Sightseeing spots

Kenrokuen Garden

Historical and Cultural Heritage Reflecting the Kaga Hyakumangoku Culture

During the Edo period (1603 – 1868), Kenrokuen was founded and extended over generations by the feudal lords of Kaga (current southern part of Ishikawa) as a typical Daimyo  (feudal lord) garden.
Located in the heart of Kanazawa, it has been appreciated by both citizens and tourists from all over the world as a landscape garden that shows a different flavor in each season.

Kanazawa Castle Park

The first feudal lord Maeda Toshiie entered Kanazawa Castle in 1583,
and he started building the castle earnestly.
Reportedly, he invited Takayama Ukon.
Who was well known as a Christian lord at that time, to learn how to build a great castle.

Omi-cho-Market

The Omi-cho Market was established about the middle of the 18th century.
Since then, it has been supporting the gastronomic culture of Kanazawa for more than 280 years.
There are as many as 170 stores including a large number of fish stores.
That sell fresh fish and seafood caught in the Sea of Japan, vegetable stores that sell unique Kaga vegetables, fruit stores, dried food and marine product stores, grocery stores, and clothing stores besides restaurants.

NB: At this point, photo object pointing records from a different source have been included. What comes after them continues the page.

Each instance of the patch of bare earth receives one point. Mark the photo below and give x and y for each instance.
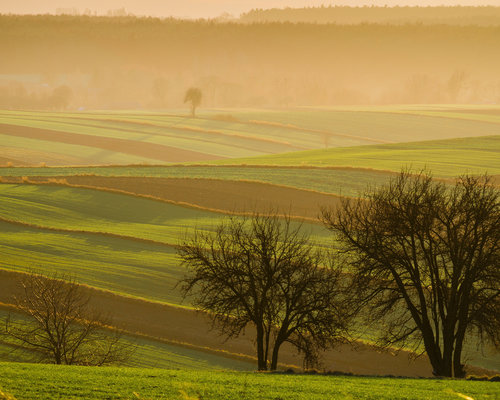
(213, 194)
(192, 329)
(136, 148)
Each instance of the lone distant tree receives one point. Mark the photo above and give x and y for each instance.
(425, 257)
(58, 325)
(193, 96)
(263, 272)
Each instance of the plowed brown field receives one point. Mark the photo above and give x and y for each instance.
(192, 328)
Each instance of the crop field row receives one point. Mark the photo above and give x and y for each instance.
(87, 210)
(445, 158)
(212, 194)
(56, 231)
(59, 382)
(122, 265)
(131, 137)
(342, 181)
(145, 353)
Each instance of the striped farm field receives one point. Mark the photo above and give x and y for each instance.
(111, 241)
(104, 138)
(342, 181)
(445, 158)
(146, 353)
(214, 194)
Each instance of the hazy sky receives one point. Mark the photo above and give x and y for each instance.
(202, 8)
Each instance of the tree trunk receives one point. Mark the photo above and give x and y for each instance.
(274, 360)
(261, 361)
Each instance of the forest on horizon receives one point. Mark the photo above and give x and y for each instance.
(132, 62)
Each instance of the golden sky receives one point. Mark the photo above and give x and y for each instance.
(202, 8)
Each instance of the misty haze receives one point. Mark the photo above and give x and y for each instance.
(249, 200)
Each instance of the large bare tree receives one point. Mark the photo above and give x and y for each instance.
(57, 325)
(262, 271)
(425, 257)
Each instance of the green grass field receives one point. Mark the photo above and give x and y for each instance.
(118, 263)
(24, 381)
(236, 133)
(348, 182)
(144, 353)
(445, 158)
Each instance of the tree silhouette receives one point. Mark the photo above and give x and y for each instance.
(59, 326)
(424, 257)
(262, 271)
(194, 96)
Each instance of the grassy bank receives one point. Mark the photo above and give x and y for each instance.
(56, 382)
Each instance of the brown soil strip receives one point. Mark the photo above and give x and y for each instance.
(210, 194)
(142, 149)
(186, 326)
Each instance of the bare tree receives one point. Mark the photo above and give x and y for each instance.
(58, 325)
(425, 260)
(262, 271)
(193, 96)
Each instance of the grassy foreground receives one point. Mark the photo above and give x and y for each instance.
(29, 381)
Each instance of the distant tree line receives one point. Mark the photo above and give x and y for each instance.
(417, 260)
(129, 62)
(452, 15)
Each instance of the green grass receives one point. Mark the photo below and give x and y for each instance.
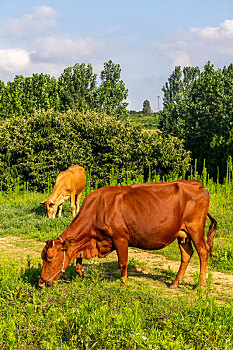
(95, 312)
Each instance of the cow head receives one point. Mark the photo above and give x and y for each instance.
(56, 258)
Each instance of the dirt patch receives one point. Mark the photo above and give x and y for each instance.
(150, 267)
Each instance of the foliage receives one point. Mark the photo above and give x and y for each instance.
(76, 88)
(24, 95)
(198, 108)
(37, 147)
(111, 93)
(147, 122)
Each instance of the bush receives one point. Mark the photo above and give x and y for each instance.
(35, 148)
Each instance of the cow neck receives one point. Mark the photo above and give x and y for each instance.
(79, 247)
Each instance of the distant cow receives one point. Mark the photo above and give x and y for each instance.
(147, 216)
(69, 184)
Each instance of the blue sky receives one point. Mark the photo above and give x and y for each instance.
(147, 38)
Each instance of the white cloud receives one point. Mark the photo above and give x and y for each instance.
(199, 45)
(13, 60)
(36, 23)
(58, 49)
(224, 31)
(179, 58)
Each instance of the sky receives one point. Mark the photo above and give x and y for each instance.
(147, 38)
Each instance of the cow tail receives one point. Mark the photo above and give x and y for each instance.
(211, 233)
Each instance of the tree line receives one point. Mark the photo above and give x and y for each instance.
(35, 148)
(76, 88)
(198, 108)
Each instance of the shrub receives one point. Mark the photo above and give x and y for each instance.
(37, 147)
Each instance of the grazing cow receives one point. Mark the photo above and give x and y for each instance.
(69, 184)
(147, 216)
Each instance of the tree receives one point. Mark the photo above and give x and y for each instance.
(76, 87)
(111, 93)
(198, 108)
(146, 110)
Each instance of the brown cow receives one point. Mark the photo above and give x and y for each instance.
(147, 216)
(69, 184)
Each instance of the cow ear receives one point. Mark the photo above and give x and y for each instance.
(67, 243)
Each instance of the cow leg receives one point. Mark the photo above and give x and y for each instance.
(59, 211)
(78, 198)
(203, 251)
(186, 251)
(72, 204)
(122, 253)
(79, 266)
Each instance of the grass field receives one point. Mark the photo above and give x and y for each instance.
(95, 312)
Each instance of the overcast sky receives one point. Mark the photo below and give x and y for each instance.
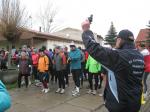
(125, 14)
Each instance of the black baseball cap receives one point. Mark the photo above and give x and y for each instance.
(41, 50)
(126, 35)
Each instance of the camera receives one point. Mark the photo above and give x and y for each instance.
(90, 18)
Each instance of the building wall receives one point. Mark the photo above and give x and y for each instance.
(52, 43)
(4, 44)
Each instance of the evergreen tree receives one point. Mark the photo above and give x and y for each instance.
(110, 37)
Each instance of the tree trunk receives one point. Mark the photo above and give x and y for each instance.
(9, 55)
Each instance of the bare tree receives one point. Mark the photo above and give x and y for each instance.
(46, 16)
(11, 20)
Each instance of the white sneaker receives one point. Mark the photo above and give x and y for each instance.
(89, 91)
(46, 90)
(22, 82)
(94, 92)
(43, 90)
(29, 82)
(145, 95)
(58, 90)
(62, 91)
(100, 94)
(76, 94)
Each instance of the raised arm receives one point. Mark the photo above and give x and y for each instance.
(105, 56)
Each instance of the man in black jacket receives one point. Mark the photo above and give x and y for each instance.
(125, 66)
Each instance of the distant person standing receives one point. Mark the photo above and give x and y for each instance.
(24, 69)
(35, 59)
(94, 69)
(43, 65)
(5, 100)
(60, 64)
(75, 65)
(146, 55)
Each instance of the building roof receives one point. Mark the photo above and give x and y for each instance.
(142, 35)
(71, 33)
(29, 34)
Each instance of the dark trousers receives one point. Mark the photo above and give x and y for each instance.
(145, 75)
(65, 72)
(90, 78)
(20, 78)
(76, 76)
(61, 80)
(35, 73)
(101, 80)
(54, 75)
(44, 78)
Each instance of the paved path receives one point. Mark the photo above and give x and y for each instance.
(33, 100)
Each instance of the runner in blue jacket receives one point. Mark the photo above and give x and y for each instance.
(125, 66)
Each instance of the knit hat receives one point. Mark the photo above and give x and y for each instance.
(72, 44)
(126, 35)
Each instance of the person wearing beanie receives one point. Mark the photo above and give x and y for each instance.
(5, 99)
(60, 65)
(125, 66)
(24, 69)
(35, 58)
(75, 66)
(144, 51)
(43, 65)
(94, 69)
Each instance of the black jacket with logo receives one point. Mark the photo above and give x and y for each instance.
(125, 69)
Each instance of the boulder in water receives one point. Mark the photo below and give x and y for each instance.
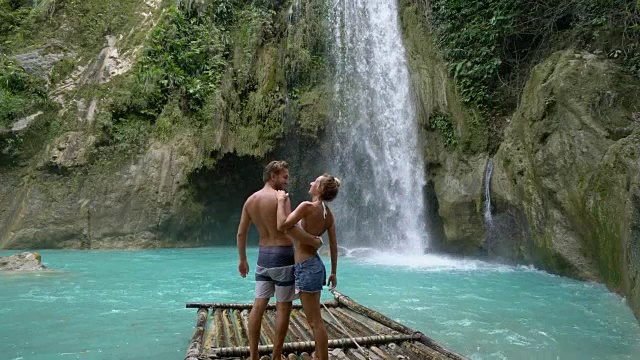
(26, 261)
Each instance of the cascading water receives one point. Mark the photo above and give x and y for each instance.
(375, 145)
(488, 172)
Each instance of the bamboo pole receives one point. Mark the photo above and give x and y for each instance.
(195, 345)
(236, 306)
(310, 345)
(229, 328)
(351, 304)
(241, 333)
(210, 335)
(220, 335)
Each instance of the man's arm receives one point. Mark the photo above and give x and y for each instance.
(241, 239)
(333, 248)
(287, 220)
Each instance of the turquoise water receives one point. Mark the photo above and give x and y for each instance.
(130, 305)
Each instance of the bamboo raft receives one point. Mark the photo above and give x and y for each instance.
(221, 333)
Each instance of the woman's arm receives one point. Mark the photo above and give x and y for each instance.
(287, 222)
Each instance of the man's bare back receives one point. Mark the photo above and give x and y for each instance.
(262, 210)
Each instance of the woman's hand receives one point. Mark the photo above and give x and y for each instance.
(332, 282)
(281, 195)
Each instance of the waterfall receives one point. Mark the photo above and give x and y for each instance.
(488, 172)
(375, 143)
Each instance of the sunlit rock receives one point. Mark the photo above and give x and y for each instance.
(26, 261)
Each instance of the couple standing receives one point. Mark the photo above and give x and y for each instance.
(281, 270)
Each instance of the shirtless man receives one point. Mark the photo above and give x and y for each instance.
(274, 271)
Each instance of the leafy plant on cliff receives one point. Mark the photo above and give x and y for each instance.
(20, 93)
(443, 123)
(488, 43)
(186, 56)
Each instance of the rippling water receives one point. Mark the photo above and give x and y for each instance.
(130, 305)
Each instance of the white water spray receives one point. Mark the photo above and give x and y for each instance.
(488, 218)
(375, 145)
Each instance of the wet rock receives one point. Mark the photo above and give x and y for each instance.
(26, 261)
(71, 149)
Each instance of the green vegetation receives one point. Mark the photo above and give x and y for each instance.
(442, 123)
(490, 44)
(20, 93)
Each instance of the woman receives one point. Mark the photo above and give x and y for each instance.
(309, 270)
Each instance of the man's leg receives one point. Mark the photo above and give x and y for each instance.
(255, 321)
(282, 326)
(311, 306)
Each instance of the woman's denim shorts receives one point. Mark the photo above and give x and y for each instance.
(310, 275)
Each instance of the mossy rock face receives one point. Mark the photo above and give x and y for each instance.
(139, 121)
(566, 163)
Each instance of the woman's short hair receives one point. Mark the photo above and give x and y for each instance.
(329, 186)
(274, 167)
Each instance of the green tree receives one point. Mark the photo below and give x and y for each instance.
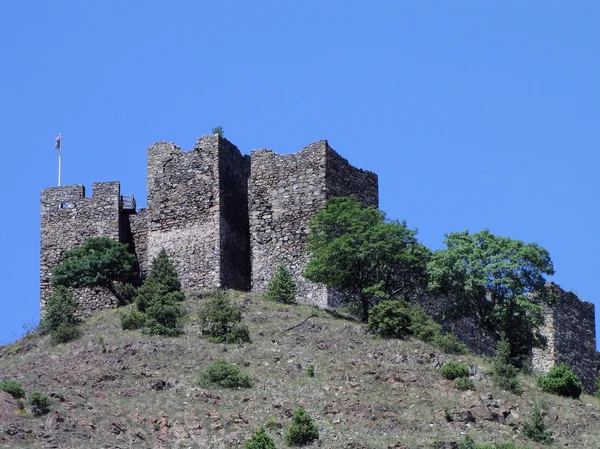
(303, 430)
(497, 281)
(260, 440)
(282, 287)
(158, 299)
(99, 262)
(359, 252)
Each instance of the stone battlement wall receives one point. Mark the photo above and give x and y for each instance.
(68, 219)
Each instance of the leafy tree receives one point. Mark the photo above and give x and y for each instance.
(362, 254)
(99, 262)
(260, 440)
(282, 287)
(303, 430)
(496, 280)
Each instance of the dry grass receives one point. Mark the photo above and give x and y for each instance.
(366, 392)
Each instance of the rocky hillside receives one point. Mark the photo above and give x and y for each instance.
(123, 389)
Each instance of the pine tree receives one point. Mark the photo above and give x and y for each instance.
(282, 287)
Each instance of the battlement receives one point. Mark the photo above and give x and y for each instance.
(228, 219)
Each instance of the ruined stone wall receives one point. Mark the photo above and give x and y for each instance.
(234, 171)
(191, 195)
(285, 192)
(571, 333)
(68, 219)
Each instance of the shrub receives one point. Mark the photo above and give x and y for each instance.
(389, 319)
(504, 373)
(282, 287)
(449, 344)
(260, 440)
(561, 380)
(535, 429)
(302, 430)
(453, 370)
(13, 388)
(133, 320)
(65, 333)
(60, 309)
(220, 321)
(464, 383)
(224, 374)
(40, 404)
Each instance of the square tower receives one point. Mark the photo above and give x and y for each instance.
(198, 212)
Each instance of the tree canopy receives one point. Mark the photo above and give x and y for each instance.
(496, 280)
(360, 253)
(99, 262)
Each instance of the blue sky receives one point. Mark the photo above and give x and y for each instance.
(475, 114)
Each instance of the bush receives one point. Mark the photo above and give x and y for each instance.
(60, 309)
(302, 430)
(133, 320)
(449, 344)
(453, 370)
(282, 287)
(224, 374)
(535, 429)
(561, 380)
(260, 440)
(389, 319)
(504, 373)
(220, 321)
(65, 333)
(40, 404)
(464, 383)
(13, 388)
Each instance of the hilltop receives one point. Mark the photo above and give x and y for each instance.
(123, 389)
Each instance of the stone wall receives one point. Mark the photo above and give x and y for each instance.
(68, 219)
(196, 212)
(285, 192)
(570, 330)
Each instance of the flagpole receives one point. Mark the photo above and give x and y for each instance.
(59, 157)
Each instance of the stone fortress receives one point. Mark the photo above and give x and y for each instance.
(227, 220)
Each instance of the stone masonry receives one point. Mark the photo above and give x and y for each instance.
(227, 220)
(285, 193)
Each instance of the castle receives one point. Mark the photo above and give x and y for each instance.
(227, 220)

Naga-machi Buke Yashiki District

Residences of Retainers of the Kaga Maeda Family
Kanazawa was a castle town of the Kaga Clan governed by the Maeda family until 1868 (about 280 years) after Maeda Toshiie moved to Kanazawa Castle in 1583. The residences of two of the eight chief retainers of the Kaga Clan were located in the Naga-machi area, where top- and middle-class samurais (members of a feudal powerful military class) lived. With the arrival of the modern age, the appearances of the houses changed. The alleys and the mud walls of nagayamon gates (row house gates), however, still maintain the sight of the old days. A mud wall is made with stones and mud put into a mold and hardened. The roof is covered with thin wooden plates. Although mud walls that passed more than 100 years remain, most of the mud walls in the area were restored ones. There is a large quantity of snow in winter in Kanazawa. In order to prevent damage to the mud walls at the time of the spring thaw, straw mats called “komo” is used to protect the mud walls every year from early in December to middle of March. The Onosho canal, which flows around the area, was the oldest canal of Kanazawa, which was an important waterway that carried goods from the harbor to the castle town.

Higashi Chaya District

Historical Rows of Houses Designated as Japan’s Cultural Assets
Chaya is a traditional place of feasts and entertainment, where geisha (traditional female Japanese entertainers) have been entertaining people by performing dances and playing Japanese traditional musical instruments since the Edo period. The central part of Kanazawa was dotted with a number of chaya houses in the past. These chaya houses were moved into four districts distant from the central part in 1820. The largest one of the chaya districts in Kanazawa is the Higashi Chaya district.
The construction of two-story houses except chaya houses was prohibited in the Edo period. A chaya house is characterized with a beautiful lattice called “kimusuko” on the outer side of the first floor and Japanese-style guestrooms located on the second floor. When you enter back streets, you will soon find a maze of continuous alleys. The historical rows of this teahouse town along with Kyoto’s Gion and Kanazawa’s Kazue-machi have been designated as Japan’s cultural assets. There are no other chaya districts designated as Japan’s cultural assets. The district includes facilities where you can see the interior of a chaya house that was built 180 years ago. Besides, quite a few old buildings have been renewed into restaurants, teahouses, and souvenir shops. It takes three minutes on foot to the bank of the Asano River from the Higashi Chaya district. The Higashi Chaya district and Asano river area are places where you can enjoy strolling and become acquainted with Japanese history and culture. Kanazawa City Tourism Association holds a geisha performance show in the three chaya districts of the city every Saturday.